Vom Menschen und seinen Interpreten

Joachim Fischer liefert eine grundlegende Geschichte der Philosophischen Anthropologie

Von Steffen KluckRSS-Newsfeed neuer Artikel von Steffen Kluck

Besprochene Bücher / Literaturhinweise

 

„Was für eine Erscheinung!“ So bringt Hans-Georg Gadamer seinen Eindruck von Max Scheler auf den Punkt. Dieser war zu seiner Zeit ein Phänomen und ein Skandalon zugleich und darin wohl nur Martin Heidegger vergleichbar. Radikale, produktive Einsichten paarten sich bei ihm mit einer ebenso faszinierenden wie schillernden Persönlichkeit. Jedoch blieb seiner Vorstellung von einer Anthropologie auf dem Boden der Philosophie ein unstetes und nur bedingt erfolgreiches Schicksal beschieden.

Was 1928 durch Schelers Buch und das zeitgleich publizierte Werk von Helmuth Plessner mit einem Paukenschlag begann, erlebte eine gleichermaßen wechselvolle wie tragische Entwicklung, an deren Ende die Ausgangsfrage nach dem Menschen in ihrer Relevanz und Eindringlichkeit umso virulenter geworden ist. Zugleich mit dem Bedeutungsgewinn des Problems wurde jedoch der Theorieansatz von Scheler, den in einer schwierigen, brüchigen Erbfolge Plessner und Arnold Gehlen weiterführten, immer mehr in den Hintergrund gerückt. Man kann daher Gadamers Empörung förmlich spüren, wenn er retrospektiv das weitgehende Vergessen von Schelers Werk beklagen muss.

In diesem Kontext hat sich Joachim Fischer die monumentale Aufgabe einer Gesamtschau der Philosophischen Anthropologie gestellt, die die historischen Verwerfungen auf persönlicher wie theoretischer Ebene erstmals im Zusammenhang darlegen und erläutern soll. Er unterscheidet dabei die philosophische Anthropologie als (Sub-)Disziplin von der Denkrichtung „Philosophische Anthropologie“. Letztere bilde ein in Teilen kohärentes Theoriegebäude mit gemeinsamer Kategorienbildung. Das diesem zugehörige Forscherkollektiv setze sich im Kern aus Scheler, Plessner, Gehlen sowie Adolf Portmann und Erich Rothacker zusammen. Erfasst wird der Zeitraum von 1919 bis 1975, also von Schelers und Plessners erstmaliger Zusammenarbeit in Köln bis zum Ende der Publikationstätigkeit von Gehlen und Plessner.

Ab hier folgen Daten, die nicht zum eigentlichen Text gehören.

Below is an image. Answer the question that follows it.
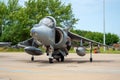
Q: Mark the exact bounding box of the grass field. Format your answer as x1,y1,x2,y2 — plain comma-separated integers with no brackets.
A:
0,47,120,54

Fischer thematisiert die Realgeschichte der Philosophischen Anthropologie, das heißt die historischen Umstände, wozu neben Berufungen, Freundschaften und Plagiatsdiskussionen auch Verstrickungen in den Nationalsozialismus gehören. Zum anderen widmet er sich einer systematisch orientierten, abstrakter gehaltenen Philosophiegeschichte des Denkansatzes. Diese Großstruktur ist eine Stärke des Buches, denn sie gestattet sowohl die Entfaltung eines lebendigen Panoramas der akademischen Welt jener Tage als auch die Erfassung der Ideengeschichte. Fischer verzichtet auf eine Feingliederung seiner umfangreichen Kapitel, was die fragenorientierte Rezeption etwas erschwert. Trotzdem kann die zugrunde gelegte Konzeption überzeugen.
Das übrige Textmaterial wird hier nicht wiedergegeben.